A little further down I got stuck a bit when it came to assets. asset_path wasn't working for my .scss file, so I switched to .scss.erb and while that worked fine in development, it completely failed in production. After some going back and forth and reading up more on the asset pipeline, I settled down for font-url. It still didn't work after precompiling assets as rails wasn't inserting the precompiled file names into the .scss file, so I manually copied them over to public/assets. I'll have to investigate this later on.

Next I set up godaddy's nameservers to point to DigitalOcean nameservers along with a CNAME to get the www. part working. I forgot to setup the MX records on DigitalOcean, which came back to bite me in the ass as soon as I wanted to get a free SSL certificate from StartSSL.

Khaja Minhajuddin's post was a huge help in getting SSL up and running. I had no clue that you had to "unlock" the ssl.key file provided by StartSSL like this:

  openssl rsa -in ssl.key -out server.key

Then download the StartSSL certificate like so:

 wget http://www.startssl.com/certs/sub.class1.server.ca.pem

And concatenate them (the StartSSL certificate and the OTHER certificate you get from StartSSL by going to your control panel and clicking "retrieve certificate"):

 cat sub.class1.server.ca.pem >> server.crt

I then setup my nginx.conf http portion to look like this:

server {
    listen       80;
    server_name  mattscodecave.com;
    passenger_enabled on;
    rewrite ^ https://$server_name$request_uri? permanent;

The last line is a command to redirect all traffic from port 80 to port 443 so that everything is encrypted. Then, the portion of my nginx.conf responsible for SSL looks like this:

server { passengerenabled on; listen 443; servername mattscodecave.com; root (path)blog/public;

    ssl                  on;
    ssl_certificate      server.crt;
    ssl_certificate_key  server.key;

I also had a run-in with the location keyword, but after commenting it out in both the http and https portion of the conf file, I was up and running.
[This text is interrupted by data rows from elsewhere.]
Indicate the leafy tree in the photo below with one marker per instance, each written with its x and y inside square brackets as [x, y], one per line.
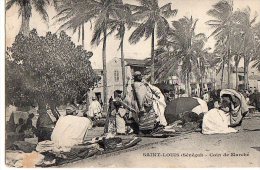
[46, 69]
[68, 14]
[153, 21]
[181, 47]
[25, 9]
[245, 26]
[102, 11]
[119, 24]
[222, 12]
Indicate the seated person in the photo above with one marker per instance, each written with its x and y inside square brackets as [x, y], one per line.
[218, 120]
[70, 130]
[20, 127]
[119, 113]
[95, 109]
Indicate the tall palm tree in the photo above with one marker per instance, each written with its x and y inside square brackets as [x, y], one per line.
[222, 11]
[120, 23]
[180, 47]
[245, 24]
[153, 21]
[101, 11]
[256, 58]
[68, 15]
[25, 10]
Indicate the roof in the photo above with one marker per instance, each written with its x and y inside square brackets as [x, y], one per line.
[98, 71]
[254, 77]
[136, 62]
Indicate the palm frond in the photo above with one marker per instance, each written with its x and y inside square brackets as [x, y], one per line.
[40, 7]
[10, 3]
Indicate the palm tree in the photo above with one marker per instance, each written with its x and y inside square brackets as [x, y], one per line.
[25, 10]
[222, 12]
[68, 15]
[120, 23]
[180, 47]
[244, 23]
[101, 11]
[256, 58]
[154, 22]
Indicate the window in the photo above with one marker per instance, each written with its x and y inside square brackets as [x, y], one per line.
[241, 78]
[116, 75]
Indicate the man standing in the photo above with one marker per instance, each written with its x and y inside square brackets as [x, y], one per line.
[146, 96]
[95, 109]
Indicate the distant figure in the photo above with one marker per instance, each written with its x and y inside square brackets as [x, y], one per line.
[95, 109]
[218, 120]
[255, 100]
[29, 125]
[44, 126]
[20, 127]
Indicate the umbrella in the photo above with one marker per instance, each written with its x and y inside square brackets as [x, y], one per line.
[239, 103]
[165, 87]
[178, 106]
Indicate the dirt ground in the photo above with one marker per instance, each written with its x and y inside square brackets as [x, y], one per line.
[240, 149]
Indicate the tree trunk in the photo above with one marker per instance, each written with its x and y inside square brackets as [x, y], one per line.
[228, 67]
[25, 28]
[246, 65]
[188, 84]
[83, 37]
[104, 69]
[152, 58]
[222, 74]
[123, 65]
[236, 77]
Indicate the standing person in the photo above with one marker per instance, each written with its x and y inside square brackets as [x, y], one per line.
[147, 98]
[255, 99]
[44, 126]
[95, 109]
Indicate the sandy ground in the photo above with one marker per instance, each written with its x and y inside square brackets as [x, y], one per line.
[240, 149]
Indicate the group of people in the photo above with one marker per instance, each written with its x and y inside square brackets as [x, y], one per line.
[140, 110]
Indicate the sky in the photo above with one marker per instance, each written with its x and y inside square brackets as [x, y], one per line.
[141, 50]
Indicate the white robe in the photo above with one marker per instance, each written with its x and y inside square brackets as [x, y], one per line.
[95, 109]
[159, 104]
[216, 121]
[70, 130]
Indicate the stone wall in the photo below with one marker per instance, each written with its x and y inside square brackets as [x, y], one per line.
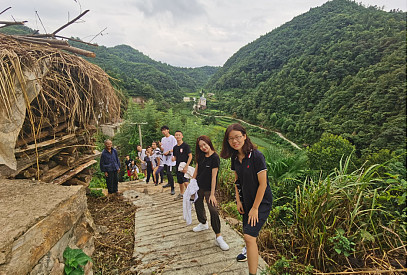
[37, 222]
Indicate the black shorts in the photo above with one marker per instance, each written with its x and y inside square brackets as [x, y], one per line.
[262, 217]
[180, 177]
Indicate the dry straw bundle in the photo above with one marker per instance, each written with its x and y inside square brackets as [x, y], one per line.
[46, 92]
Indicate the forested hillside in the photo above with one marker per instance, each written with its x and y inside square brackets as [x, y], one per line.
[139, 75]
[339, 68]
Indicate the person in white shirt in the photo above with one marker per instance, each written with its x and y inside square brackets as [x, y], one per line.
[168, 143]
[141, 153]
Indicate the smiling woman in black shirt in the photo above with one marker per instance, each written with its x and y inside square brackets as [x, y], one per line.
[206, 174]
[253, 193]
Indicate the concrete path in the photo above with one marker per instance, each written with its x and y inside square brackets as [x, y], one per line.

In conclusion, it was a fruitful weekend. I learned a bunch about working with a server and deploying a rails application. There's a lot more to learn, especially regarding load balancing and such, but I'm glad to have gotten the basics.

As a side note, the reason I spent time getting SSL for my blog is because of the recent events pertaining to blanket surveillance of the Internet. I believe that such actions go against the right to free speech and that it's too big of a concentration of power topped with secrecy. It's not a question of if someone will abuse that power, but rather when. I see the way to ensure freedom of speech is to preserve privacy and anonymity. One way to do that is good strong cryptography. The more Internet traffic is encrypted, the higher the cost to effectively monitor it, which should dissuade wiretappers and promote freedom of speech.

HTTPS Everywhere, GPG, PixelPrivacy's guide to encrypting your traffic, SSL, getting off of social media and quite possibly DuckDuckGo are just some of the ways to help fight the good fight.